Letzte Woche trauten sich nur recht wenig Analysten mit ihrem Wochenausblick an die Öffentlichkeit. Unter den Mutigen befanden sich ein Stratege des Bankhauses Hauck&Aufhäuser und der Chefvolkswirt der Postbank. Beide rechnen mit einem nochmaligen Test der 4000er Marke infolge einsetzender Gewinnmitnahmen, halten jedoch einen Anstieg auf 5000 DAX-Punkte bis Jahresende für möglich. Zur Begründung führen beide die ab 2009 geltende Abgeltungssteuer an. Die überwiegende Mehrheit der Analysten beschäftigt sich unterdessen schon mit den Prognosen für das kommende Börsenjahr.
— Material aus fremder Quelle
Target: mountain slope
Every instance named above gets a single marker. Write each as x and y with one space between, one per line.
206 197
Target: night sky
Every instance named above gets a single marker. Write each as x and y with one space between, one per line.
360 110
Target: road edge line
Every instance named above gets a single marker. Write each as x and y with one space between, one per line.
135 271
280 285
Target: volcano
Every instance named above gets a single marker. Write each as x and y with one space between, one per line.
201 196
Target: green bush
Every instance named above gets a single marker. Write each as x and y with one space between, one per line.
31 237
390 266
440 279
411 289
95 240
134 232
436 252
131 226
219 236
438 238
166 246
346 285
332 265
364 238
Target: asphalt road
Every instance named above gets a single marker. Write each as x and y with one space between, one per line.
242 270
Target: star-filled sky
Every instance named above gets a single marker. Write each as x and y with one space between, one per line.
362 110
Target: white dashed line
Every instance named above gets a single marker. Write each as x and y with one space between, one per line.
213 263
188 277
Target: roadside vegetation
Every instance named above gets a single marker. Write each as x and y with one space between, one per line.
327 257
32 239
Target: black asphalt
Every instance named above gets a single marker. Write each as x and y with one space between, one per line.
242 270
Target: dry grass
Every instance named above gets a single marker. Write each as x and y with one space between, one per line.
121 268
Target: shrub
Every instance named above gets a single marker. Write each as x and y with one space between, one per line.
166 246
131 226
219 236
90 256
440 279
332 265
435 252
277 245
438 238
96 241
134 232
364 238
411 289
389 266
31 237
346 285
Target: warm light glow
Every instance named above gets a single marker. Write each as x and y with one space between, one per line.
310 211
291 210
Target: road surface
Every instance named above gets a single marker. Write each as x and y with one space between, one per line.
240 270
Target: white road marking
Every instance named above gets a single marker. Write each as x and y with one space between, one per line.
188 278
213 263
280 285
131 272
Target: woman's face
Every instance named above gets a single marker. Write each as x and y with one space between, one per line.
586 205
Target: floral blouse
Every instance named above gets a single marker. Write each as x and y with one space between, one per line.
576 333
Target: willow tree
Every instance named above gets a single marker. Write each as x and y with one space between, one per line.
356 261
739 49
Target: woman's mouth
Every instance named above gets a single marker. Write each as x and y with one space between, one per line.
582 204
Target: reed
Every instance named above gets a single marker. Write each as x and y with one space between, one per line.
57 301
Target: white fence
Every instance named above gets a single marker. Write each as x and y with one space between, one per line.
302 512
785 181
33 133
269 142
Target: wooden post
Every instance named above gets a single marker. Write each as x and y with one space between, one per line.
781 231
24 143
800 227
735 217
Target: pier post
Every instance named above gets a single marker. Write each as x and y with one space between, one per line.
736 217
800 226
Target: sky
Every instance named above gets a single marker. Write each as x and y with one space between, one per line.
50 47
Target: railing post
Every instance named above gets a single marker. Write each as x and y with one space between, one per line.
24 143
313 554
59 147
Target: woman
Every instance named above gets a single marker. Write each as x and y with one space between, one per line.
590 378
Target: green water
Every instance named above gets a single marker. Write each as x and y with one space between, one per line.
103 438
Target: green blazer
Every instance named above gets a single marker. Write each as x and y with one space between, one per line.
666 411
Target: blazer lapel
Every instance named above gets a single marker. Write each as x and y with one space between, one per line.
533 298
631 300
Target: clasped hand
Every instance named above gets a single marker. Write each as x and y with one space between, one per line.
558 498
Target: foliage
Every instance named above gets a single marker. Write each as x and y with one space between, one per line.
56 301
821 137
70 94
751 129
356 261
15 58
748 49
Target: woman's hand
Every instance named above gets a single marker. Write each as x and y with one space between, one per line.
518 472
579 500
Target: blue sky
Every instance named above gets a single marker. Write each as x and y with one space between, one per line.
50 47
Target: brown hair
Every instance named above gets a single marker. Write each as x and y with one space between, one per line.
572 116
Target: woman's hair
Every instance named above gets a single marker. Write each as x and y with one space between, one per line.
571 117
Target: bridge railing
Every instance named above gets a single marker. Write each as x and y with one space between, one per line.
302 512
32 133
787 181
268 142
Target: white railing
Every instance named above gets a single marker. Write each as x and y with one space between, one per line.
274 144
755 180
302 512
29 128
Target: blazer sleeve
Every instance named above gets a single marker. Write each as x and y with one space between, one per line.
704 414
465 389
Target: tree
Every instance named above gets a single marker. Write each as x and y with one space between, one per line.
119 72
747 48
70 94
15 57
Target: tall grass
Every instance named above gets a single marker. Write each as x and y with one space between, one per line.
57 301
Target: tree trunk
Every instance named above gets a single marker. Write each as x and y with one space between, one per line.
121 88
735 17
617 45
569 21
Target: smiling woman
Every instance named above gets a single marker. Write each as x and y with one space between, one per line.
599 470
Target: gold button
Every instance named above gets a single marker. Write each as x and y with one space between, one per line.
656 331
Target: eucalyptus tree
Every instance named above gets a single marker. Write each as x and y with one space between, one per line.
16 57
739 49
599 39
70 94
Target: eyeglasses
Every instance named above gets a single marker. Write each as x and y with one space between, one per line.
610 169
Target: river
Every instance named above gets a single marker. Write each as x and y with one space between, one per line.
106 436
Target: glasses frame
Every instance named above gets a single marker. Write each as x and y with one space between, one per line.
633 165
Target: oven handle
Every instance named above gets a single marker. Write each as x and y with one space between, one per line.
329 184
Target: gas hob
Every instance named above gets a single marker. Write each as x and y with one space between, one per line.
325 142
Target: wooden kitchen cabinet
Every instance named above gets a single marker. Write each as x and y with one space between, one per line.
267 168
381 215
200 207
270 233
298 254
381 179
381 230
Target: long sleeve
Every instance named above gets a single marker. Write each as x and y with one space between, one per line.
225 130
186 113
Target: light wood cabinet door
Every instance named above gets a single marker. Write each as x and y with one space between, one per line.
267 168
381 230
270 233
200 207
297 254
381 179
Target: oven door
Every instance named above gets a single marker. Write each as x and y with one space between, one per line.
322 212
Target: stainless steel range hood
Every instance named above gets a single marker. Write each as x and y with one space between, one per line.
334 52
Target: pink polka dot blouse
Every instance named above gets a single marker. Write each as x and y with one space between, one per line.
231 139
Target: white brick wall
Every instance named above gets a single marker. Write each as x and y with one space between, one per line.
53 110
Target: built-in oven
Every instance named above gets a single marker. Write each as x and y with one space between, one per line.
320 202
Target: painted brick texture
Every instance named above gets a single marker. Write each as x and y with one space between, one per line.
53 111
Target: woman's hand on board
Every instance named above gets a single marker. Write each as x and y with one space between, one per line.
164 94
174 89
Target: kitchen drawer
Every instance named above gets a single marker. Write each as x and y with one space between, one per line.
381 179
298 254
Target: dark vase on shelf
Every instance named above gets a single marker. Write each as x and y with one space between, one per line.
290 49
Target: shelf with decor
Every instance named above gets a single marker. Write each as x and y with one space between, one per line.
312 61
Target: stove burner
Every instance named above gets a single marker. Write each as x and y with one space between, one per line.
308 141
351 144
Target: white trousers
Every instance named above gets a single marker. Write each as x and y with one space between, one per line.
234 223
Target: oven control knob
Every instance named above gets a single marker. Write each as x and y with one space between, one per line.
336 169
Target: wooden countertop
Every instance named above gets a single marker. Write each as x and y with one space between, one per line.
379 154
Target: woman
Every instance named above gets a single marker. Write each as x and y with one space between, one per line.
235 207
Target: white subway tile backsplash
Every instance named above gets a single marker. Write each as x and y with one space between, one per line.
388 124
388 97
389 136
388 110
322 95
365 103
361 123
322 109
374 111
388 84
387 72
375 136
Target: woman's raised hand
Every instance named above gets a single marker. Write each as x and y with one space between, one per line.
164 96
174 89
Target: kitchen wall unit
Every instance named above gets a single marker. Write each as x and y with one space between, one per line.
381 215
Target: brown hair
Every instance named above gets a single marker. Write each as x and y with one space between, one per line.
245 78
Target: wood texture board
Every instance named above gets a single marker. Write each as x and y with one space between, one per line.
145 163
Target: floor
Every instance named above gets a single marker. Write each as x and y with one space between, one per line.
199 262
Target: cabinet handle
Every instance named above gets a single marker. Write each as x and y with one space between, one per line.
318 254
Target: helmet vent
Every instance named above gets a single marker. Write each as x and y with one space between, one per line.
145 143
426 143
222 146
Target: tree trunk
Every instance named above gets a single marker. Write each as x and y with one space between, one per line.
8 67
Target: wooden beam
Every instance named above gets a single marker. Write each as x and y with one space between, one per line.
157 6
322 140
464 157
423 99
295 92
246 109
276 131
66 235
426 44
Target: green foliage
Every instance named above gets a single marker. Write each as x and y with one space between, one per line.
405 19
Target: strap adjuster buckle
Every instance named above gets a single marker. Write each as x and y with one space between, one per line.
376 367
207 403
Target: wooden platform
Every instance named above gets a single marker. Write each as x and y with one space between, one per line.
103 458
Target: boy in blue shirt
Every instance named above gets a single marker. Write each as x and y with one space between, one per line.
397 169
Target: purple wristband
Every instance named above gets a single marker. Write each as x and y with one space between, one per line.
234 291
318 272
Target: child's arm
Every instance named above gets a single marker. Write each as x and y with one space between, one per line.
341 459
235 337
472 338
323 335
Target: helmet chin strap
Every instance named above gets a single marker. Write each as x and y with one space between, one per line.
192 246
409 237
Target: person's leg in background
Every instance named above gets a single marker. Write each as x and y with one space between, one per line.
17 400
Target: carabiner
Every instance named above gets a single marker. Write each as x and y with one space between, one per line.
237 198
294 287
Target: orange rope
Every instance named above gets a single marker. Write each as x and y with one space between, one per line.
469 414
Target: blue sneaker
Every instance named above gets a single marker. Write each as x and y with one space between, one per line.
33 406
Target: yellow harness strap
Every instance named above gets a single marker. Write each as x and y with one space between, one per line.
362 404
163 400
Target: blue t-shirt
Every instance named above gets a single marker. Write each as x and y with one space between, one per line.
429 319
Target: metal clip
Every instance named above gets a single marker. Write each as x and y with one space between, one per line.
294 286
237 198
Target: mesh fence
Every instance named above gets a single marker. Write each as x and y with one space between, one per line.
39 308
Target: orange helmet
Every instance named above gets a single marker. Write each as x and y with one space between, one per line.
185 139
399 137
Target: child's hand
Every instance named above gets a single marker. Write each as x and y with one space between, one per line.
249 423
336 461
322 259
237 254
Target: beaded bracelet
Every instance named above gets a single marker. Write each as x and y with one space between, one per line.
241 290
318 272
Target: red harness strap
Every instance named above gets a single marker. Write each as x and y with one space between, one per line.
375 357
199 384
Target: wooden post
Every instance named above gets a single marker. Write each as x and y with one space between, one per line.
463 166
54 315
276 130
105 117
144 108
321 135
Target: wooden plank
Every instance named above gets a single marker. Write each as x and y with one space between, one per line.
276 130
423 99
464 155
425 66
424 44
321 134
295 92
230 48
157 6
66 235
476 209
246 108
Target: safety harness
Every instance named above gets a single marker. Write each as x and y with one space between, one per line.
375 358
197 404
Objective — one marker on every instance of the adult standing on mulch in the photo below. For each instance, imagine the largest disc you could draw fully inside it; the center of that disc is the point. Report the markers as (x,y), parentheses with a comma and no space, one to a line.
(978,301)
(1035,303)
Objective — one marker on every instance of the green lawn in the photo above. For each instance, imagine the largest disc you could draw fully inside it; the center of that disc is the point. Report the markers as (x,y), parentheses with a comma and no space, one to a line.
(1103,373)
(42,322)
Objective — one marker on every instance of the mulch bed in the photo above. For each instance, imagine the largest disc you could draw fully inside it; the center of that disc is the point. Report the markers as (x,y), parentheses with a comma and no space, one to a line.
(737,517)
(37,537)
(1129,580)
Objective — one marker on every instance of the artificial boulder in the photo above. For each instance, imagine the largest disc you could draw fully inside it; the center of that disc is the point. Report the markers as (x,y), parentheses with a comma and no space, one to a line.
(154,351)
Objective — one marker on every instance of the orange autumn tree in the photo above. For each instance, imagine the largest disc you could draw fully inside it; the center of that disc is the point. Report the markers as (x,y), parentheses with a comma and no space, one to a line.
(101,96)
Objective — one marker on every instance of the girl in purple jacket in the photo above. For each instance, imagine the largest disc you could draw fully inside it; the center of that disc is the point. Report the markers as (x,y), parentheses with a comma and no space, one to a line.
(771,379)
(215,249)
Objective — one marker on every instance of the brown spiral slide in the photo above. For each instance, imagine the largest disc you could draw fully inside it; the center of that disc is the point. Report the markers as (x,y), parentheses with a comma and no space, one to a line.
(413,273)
Im Schnitt erwarten hier die Experten am Jahresende 2009 den DAX bei 5440 Punkten. Mitte des Jahres soll das deutsche Aktienbarometer nach dem Durch-schnittswert der Umfrage bei 4813 Zählern angekommen sein, wobei die meisten Analysten davon ausgehen, dass der DAX im ersten Quartal sein bisheriges Tief nochmals unterbieten wird. Die Strategie der Profis für 2009 liest sich unterdessen wie ein altes Kochrezept: Zunächst will man "defensiv" aufgestellt bleiben mit Werten aus dem Pharma-, Telekommunikations- und Versorgerbereich in der ersten Reihe. Dann, im Laufe des Jahres, sollen Umschichtungen in zyklische Werte angemessen sein. Diese Einschätzung ist fast überall zu hören und scheint so logisch, einhellig und klar, dass man fast davon ausgehen kann, dass sie in dieser Form nicht eintreten wird.

Aktien im Fokus

Wir beginnen nun im Musterdepot langsam mit dem Positionsabbau. Zunächst wurden die Gewinne bei ThyssenKrupp auf Basis des Schlusskurses vom Mittwoch (10. Dezember) realisiert. Die ältere ThyssenKrupp-Position wird noch gehalten. Für Neuempfehlungen scheint der Markt bereits zu weit fortgeschritten zu sein. Mit Ausnahme von Infineon – aber dieser Hund hat Flöhe. DAX am 10. Dezember: 4816 Punkte.


Aus der Sicht des Querdenkers

Nun ist es inzwischen auch bis in den hinteren Reihen der Investment-Strategen durchgesickert, dass die Börsen auf eine Weihnachts- und Jahresendrallye ausgerichtet sind. Dabei überrascht es nicht, dass die Märkte nur relativ zögerlich nach oben gehen. Schon kleinere Gewinne werden umgehend mitgenommen, um damit die früheren, massiven Verluste teilweise zu kompensieren. Dennoch steigen die Kurse weiter, was zugleich neues Geld anlockt. Bei rund 4000 DAX-Punkten war die schlechte Nachrichtenlage bereits eingepreist und die Furcht vor weiteren Katastrophenmeldungen erwies sich als unbegründet. Der Anleger sollte eher die guten Nachrichten fürchten, denn spätestens, wenn sich erstmals verhaltener Konjunkturoptimismus durchsetzt, wird man an der Börse realisieren, dass die Kurse der Sachlage viel zu weit vorausgeeilt sind. Doch auf kurze Sicht spricht vieles für einen versöhnlichen Jahresausklang.


Peter Spermann

Peter Spermann ist Dozent für Wirtschaftslehre und beschäftigt sich seit über 30 Jahren mit der Börse. In der AZ-Rubrik "Querdenker" vertritt er konsequent den Standpunkt des Antizyklikers.